Newsday Editorial
February 11 2016 – newsday.co.tt
THE POLICE must investigate the circumstances surrounding video images which purported to show a man being beaten by the private security guards of a Carnival band. The footage raises deeper questions which have, over the years, been left unresolved in relation to the regulation of private security guards and our national festival. The footage, which circulated on social media on Carnival Monday, shows a band of about a dozen guards from the band Yuma — identified merely by black t-shirts saying “Yuma Extraction” — ganging up on a man, who has been identified as PNM councillor Jason Alexander. The incident appears to have occurred not on private property, but rather in a public street.
It is one thing to say someone is guilty of breaching a rule, trespassing or posing an imminent threat. It is another thing to unilaterally take the law into one’s own hands and to apply brute force disproportionately to a single individual who appears unarmed. This needs to be ascertained.

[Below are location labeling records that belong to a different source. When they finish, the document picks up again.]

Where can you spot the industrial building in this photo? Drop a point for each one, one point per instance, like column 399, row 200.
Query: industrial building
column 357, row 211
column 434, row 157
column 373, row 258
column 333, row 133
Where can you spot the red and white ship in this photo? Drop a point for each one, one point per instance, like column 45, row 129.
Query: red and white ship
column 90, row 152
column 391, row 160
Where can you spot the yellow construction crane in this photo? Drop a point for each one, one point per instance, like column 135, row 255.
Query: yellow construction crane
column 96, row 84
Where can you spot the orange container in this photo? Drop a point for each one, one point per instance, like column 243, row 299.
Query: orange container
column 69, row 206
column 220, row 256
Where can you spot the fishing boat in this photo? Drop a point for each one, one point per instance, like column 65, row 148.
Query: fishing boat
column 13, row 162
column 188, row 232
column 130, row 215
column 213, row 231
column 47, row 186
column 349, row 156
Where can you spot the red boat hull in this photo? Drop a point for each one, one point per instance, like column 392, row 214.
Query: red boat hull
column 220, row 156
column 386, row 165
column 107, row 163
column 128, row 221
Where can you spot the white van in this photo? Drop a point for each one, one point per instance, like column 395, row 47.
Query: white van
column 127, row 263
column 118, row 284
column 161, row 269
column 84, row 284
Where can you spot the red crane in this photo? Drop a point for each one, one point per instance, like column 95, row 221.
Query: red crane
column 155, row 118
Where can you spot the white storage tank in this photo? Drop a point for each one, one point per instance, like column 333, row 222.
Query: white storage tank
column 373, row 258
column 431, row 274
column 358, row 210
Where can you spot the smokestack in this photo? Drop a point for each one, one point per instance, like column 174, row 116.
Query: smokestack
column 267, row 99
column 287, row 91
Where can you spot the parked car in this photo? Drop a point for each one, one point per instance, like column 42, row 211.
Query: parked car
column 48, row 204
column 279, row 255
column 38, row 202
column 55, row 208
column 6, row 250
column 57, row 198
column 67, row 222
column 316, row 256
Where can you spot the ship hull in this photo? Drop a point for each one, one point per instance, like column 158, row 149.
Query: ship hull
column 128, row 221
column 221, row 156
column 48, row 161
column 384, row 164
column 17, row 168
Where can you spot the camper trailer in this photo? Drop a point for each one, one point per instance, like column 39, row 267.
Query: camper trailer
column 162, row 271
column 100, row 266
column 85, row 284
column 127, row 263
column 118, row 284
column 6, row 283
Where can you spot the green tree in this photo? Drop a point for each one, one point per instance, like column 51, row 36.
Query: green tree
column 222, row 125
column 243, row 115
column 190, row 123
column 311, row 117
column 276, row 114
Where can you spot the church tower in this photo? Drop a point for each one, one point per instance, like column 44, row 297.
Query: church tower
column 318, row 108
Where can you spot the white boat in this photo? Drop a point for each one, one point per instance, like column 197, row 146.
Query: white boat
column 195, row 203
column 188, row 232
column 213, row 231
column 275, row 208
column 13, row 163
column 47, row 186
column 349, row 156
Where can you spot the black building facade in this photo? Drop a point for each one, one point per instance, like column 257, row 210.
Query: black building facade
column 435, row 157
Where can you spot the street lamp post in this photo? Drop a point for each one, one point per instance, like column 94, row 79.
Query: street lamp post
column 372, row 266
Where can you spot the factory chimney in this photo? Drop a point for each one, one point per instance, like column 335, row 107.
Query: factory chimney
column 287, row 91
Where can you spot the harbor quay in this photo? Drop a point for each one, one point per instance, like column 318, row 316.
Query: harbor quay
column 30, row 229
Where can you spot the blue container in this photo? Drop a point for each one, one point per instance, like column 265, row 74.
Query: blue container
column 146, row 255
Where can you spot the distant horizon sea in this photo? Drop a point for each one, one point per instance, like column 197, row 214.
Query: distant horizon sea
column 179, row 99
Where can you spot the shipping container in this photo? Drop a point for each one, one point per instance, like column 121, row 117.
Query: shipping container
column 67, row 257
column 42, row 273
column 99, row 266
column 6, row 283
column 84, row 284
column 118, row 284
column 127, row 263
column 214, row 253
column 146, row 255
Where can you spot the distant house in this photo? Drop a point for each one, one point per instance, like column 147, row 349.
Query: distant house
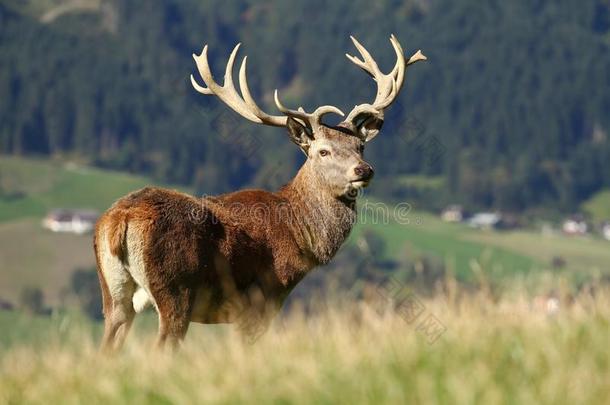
column 485, row 220
column 606, row 230
column 73, row 221
column 575, row 226
column 453, row 213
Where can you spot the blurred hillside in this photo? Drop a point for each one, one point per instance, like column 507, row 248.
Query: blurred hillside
column 511, row 111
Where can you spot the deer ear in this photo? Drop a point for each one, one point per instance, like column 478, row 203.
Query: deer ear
column 367, row 125
column 299, row 134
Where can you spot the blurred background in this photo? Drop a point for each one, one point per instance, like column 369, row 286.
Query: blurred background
column 498, row 145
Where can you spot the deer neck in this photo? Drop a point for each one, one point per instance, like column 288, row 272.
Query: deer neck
column 321, row 222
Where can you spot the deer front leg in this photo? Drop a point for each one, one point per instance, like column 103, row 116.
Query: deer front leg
column 174, row 317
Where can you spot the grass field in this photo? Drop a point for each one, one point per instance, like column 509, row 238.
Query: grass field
column 30, row 255
column 482, row 352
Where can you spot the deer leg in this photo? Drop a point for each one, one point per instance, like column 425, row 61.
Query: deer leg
column 174, row 318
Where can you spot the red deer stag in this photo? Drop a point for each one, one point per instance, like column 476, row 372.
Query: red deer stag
column 241, row 255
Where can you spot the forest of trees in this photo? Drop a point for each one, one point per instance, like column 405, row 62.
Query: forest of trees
column 512, row 111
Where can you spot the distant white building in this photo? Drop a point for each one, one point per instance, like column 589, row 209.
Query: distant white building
column 606, row 231
column 485, row 220
column 453, row 213
column 574, row 226
column 73, row 221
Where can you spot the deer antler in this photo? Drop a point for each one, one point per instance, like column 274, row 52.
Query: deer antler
column 388, row 85
column 245, row 105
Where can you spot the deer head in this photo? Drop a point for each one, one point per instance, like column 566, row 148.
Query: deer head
column 334, row 153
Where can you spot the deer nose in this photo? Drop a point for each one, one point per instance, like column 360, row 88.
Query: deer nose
column 364, row 171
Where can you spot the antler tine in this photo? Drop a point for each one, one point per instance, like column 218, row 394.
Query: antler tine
column 246, row 106
column 388, row 85
column 314, row 119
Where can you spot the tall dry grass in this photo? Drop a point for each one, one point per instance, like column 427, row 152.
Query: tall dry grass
column 508, row 350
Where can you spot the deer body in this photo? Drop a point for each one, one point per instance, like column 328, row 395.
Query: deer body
column 235, row 257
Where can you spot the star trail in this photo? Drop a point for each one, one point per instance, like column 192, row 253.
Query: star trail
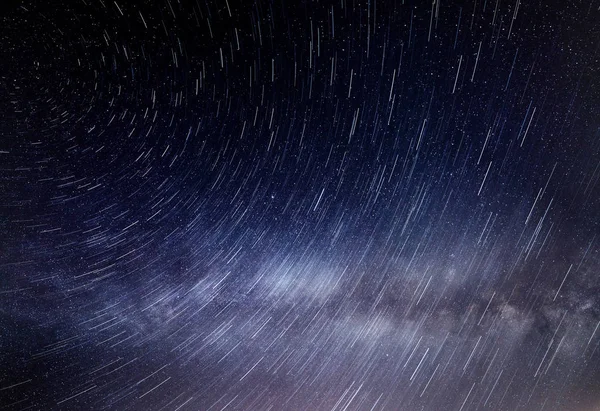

More fundamentally, how can a person be deemed to have trespassed in a public street? Carnival bands like to keep out people they do not want along the Parade of the Bands route using a slender rope and sheer force. But what authority do they have to accost members of the public or to apply force of any kind? Guards may act as bouncers on private property, but even there they must act within limits.
When the turf of the same guards becomes a public street, different rules, more sensitive to the higher degree of engagement with the public — who have a freedom of movement under the Constitution — should be applied. While some have apparently become accustomed to the rope culture, that rope does not strip citizens of their rights. It certainly cannot justify unlawful assault.
What is the relationship between private Carnival band guards and the Police? It seems there is some blurring of turf when it comes to the Parade of the Bands route. Citizens’ arrests are possible, but again, these must be for offences. The determination that a law is being broken is fraught with difficulty and so the citizen risks civil suit if no true justification for the use of force (and proportionate force) is to be found. Potential civil action, however, does not strip the police of their responsibility to determine any question of individual and/or corporate criminal liability.
The facts about Monday’s incident must, therefore, be ascertained.
But enough is known to make many ask if other social factors were at play.
According to reports, tighter and tighter restrictions have been wrought over the years on bands. Today, it is not easy to get into one. Questions need to be raised over how participation in Carnival is now structured.
Gone, clearly, are the days when you simply registered and then picked up a costume last minute Carnival Sunday. Now, one has to know somebody who knows somebody on a committee. It is not unusual for bands to request photographs of the torso of the prospective masquerader seeking entry! Systems that would — in other contexts — be regarded as downright discriminatory are blatantly deployed. It is true there is need to ensure security and to have some idea of who is participating in a band. But the idea that screening can address concerns over misbehaviour through such superficial means is questionable and, in the process, sublimates a whole other range of motives for screening relating to class, bodytype and race.
There is a difference between being choosy and being discriminatory, and in practice this is very borderline.
The deeper issue behind Monday’s violent incident is the fact that our national festival is no longer one for the people but rather select people.